For the foregoing reasons, Plaintiff's Complaint will be dismissed for failure to state a claim upon which relief may be granted. Within 30 days, Plaintiff may submit a first amended complaint to cure the deficiencies outlined above. The Clerk of Court will mail Plaintiff a court-approved form to use for filing a first amended complaint. If Plaintiff fails to use the court-approved form, the Court may strike the amended complaint and dismiss this action without further notice to Plaintiff.

Plaintiff must clearly designate on the face of the document that it is the "First Amended Complaint." The first amended complaint must be retyped or rewritten in its entirety on the court-approved form and may not incorporate any part of the original Complaint by reference. Plaintiff may include only one claim per count.

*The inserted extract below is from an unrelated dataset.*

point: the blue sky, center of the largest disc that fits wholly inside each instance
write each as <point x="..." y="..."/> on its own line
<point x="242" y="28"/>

A first amended complaint supersedes the original complaint. Ferdik v. Bonzelet, 963 F.2d 1258, 1262 (9th Cir. 1992); Hal Roach Studios v. Richard Feiner & Co., 896 F.2d 1542, 1546 (9th Cir. 1990). After amendment, the Court will treat an original complaint as nonexistent. Ferdik, 963 F.2d at 1262. Any cause of action that was raised in the original complaint is waived if it is not raised in a first amended complaint. King v. Atiyeh, 814 F.2d 565, 567 (9th Cir. 1987).

VII. Warnings

A. Release

Plaintiff must pay the unpaid balance of the filing fee within 120 days of his release. Also, within 30 days of his release, he must either (1) notify the Court that he intends to pay the balance or (2) show good cause, in writing, why he cannot. Failure to comply may result in dismissal of this action.

B. Address Changes

Plaintiff must file and serve a notice of a change of address in accordance with Rule 83.3(d) of the Local Rules of Civil Procedure. Plaintiff must not include a motion for other relief with a notice of change of address. Failure to comply may result in dismissal of this action.

C. Copies

Plaintiff must submit an additional copy of every filing for use by the Court. See LRCiv 5.4. Failure to comply may result in the filing being stricken without further notice to Plaintiff.

D. Possible "Strike"

Because the Complaint has been dismissed for failure to state a claim, if Plaintiff fails to file an amended complaint correcting the deficiencies identified in this Order, the dismissal may count as a "strike" under the "3-strikes" provision of 28 U.S.C. § 1915(g). Under the 3-strikes provision, a prisoner may not bring a civil action or appeal a civil judgment in forma pauperis under 28 U.S.C. § 1915 "if the prisoner has, on 3 or more prior occasions, while incarcerated or detained in any facility, brought an action or appeal in a court of the United States that was dismissed on the grounds that it is frivolous, malicious, or fails to state a claim upon which relief may be granted, unless the prisoner is under imminent danger of serious physical injury." 28 U.S.C. § 1915(g).

E. Possible Dismissal

If Plaintiff fails to timely comply with every provision of this Order, including these warnings, the Court may dismiss this action without further notice. See Ferdik, 963 F.2d at 1260-61 (a district court may dismiss an action for failure to comply with any order of the Court).

IT IS ORDERED:

(1) Plaintiff's Application to Proceed In Forma Pauperis (Doc. 2) is granted.

(2) As required by the accompanying Order to the appropriate government agency, Plaintiff must pay the $350.00 filing fee and is not assessed an initial partial filing fee.

(3) The Complaint (Doc. 1) is dismissed for failure to state a claim. Plaintiff has 30 days from the date this Order is filed file a first amended complaint in compliance with this Order.

(4) Plaintiff's Motion (Doc. 5) is denied.

(5) If Plaintiff fails to file an amended complaint within 30 days, the Clerk of Court must, without further notice, enter a judgment of dismissal of this action with prejudice that states that the dismissal may count as "strike" under 28 U.S.C. § 1915(g).

(6) The Clerk of Court must mail Plaintiff a court-approved form for filing a civil rights complaint by a prisoner.